Program | Estimated Spending (2022-2031, millions) |
---|---|
Greenhouse Gas Reduction Fund | $19,980 |
Climate Pollution Reduction Grants | $4,050 |
Hazardous Materials | $3,000 |
Grants to Reduce Air Pollution at Ports | $3,000 |
Neighborhood Access and Equity Grant Program | $2,900 |
Use of Low-Carbon Materials | $2,150 |
Low-Carbon Transportation Materials Grants | $1,700 |
Clean Heavy-Duty Vehicles | $1,000 |
Other | $4,090 |
Total | $41,870 |
The GHG Reduction Fund, managed by the Environmental Protection Agency (EPA), aims to provide grants for clean energy and climate projects that reduce GHG emissions, with a focus on low-income and disadvantaged communities.
Similarly, other policies in this category provide the EPA with funding for grants to reduce various kinds of air pollution and curb hazardous material usage.
Individual Clean Energy Incentives
The IRA provides various tax credits to incentivize clean energy use and energy efficiency in American households.
Program | Estimated Spending (2022-2031, millions) |
---|---|
Residential Clean Energy Credit | $22,022 |
Nonbusiness Energy Property Credit* | $12,451 |
New Energy Efficient Home Credit* | $2,043 |
Energy Efficient Commercial Buildings Deduction | $362 |
Total | $36,878 |
*Indicates extensions or modifications of existing credits.
The Residential Clean Energy Credit, accounting for $22 billion in spending, provides a 30% credit on the cost of residential clean energy equipment. This includes rooftop solar panels, geothermal heating systems, small wind turbines, and battery storage systems.
The Nonbusiness Energy Property Credit, now known as the Energy Efficient Home Improvement Credit, offers up to $3,200 annually for energy efficient home upgrades, including insulation, heat pumps, efficient doors, and more.

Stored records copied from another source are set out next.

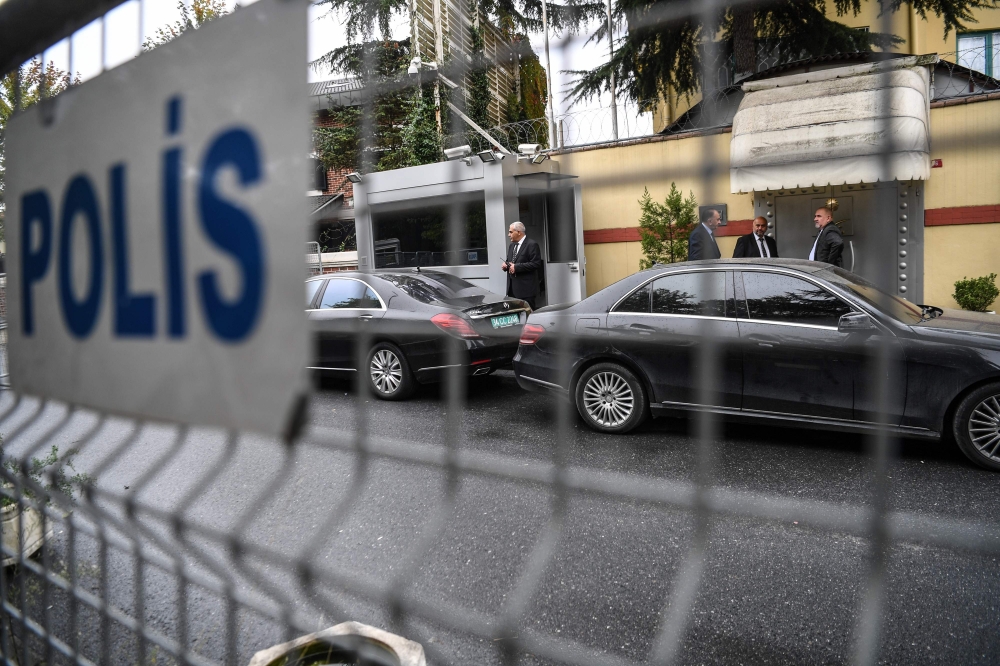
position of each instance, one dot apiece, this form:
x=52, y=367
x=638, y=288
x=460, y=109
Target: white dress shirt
x=765, y=251
x=517, y=247
x=812, y=252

Clean Manufacturing Tax Credits
Besides energy generation, the IRA incentivizes domestic manufacturing of clean technologies with the following credits:
Program | Estimated Spending (2022-2031, millions) |
---|---|
Advanced Manufacturing Production Credit | $30,622 |
Extension of the Advanced Energy Project Credit | $6,255 |
Total | $36,877 |
The Advanced Manufacturing Production Credit is a tax credit for the domestic production of solar and wind energy components, inverters, battery components, and critical minerals. The credit for critical minerals is permanent, unlike credits for other items, which will phase out in 2032.
Other Climate Funding in the IRA
In addition to the policies above, the IRA sanctions another $116 billion for clean energy and climate programs.

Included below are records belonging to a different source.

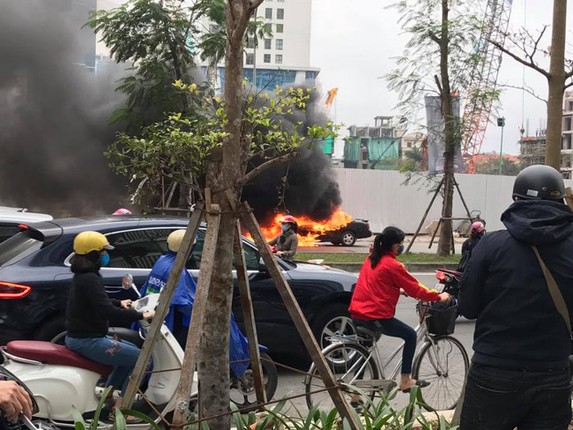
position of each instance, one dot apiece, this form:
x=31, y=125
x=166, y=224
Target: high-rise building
x=284, y=57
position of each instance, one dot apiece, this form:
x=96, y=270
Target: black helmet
x=539, y=182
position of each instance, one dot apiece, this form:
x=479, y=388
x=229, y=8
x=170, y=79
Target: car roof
x=106, y=223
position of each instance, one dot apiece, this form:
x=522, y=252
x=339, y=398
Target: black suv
x=35, y=276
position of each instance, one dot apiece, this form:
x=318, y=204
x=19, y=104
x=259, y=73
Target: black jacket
x=518, y=325
x=89, y=308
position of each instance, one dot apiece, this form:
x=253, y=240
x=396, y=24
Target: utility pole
x=501, y=123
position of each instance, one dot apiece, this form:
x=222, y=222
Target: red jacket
x=378, y=290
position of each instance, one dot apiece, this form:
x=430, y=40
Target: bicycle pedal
x=384, y=385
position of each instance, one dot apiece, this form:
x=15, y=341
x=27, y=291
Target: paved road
x=291, y=382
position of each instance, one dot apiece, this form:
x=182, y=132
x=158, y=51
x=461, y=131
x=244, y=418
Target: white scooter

This includes incentives for clean hydrogen production, electric vehicle purchases, and alternative fuels. Furthermore, the Department of Energy receives around $9.8 billion for clean energy innovation and infrastructure loan and grant programs.

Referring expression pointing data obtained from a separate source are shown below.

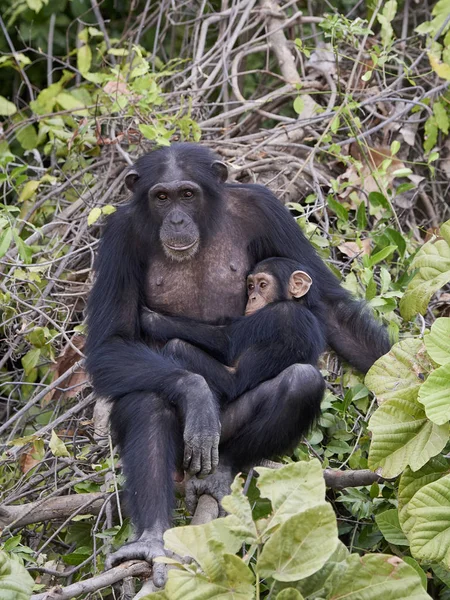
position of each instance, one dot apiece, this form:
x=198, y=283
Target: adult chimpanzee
x=183, y=246
x=284, y=325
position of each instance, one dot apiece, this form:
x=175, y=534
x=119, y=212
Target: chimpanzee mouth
x=177, y=248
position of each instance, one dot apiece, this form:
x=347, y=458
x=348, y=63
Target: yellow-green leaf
x=28, y=190
x=7, y=108
x=57, y=446
x=94, y=215
x=435, y=395
x=402, y=436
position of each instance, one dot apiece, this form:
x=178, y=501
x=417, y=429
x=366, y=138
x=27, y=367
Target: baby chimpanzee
x=283, y=325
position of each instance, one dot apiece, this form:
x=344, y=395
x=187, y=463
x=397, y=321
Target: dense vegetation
x=342, y=108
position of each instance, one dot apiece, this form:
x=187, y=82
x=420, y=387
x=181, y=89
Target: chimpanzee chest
x=209, y=286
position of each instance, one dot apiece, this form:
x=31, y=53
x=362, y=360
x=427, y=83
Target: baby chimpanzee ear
x=299, y=284
x=220, y=170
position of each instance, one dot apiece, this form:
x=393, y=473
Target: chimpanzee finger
x=187, y=457
x=206, y=463
x=196, y=461
x=215, y=455
x=191, y=499
x=159, y=574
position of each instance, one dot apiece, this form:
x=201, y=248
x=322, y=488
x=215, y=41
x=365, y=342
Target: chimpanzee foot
x=216, y=485
x=144, y=548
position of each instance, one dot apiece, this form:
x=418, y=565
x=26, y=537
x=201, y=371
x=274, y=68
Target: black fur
x=125, y=367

The act also invests in environmental conservation and rural development. It includes an estimated $9.6 billion in assistance for rural electric cooperatives, along with other incentives for energy efficiency and renewable energy.
With billions in climate funding, the Inflation Reduction Act is set to provide a significant boost to America’s clean energy plans. According to an assessment by the Department of Energy, the IRA could help reduce economy-wide GHG emissions to 40% below 2005 levels by 2030, marking a major milestone on the road to net-zero.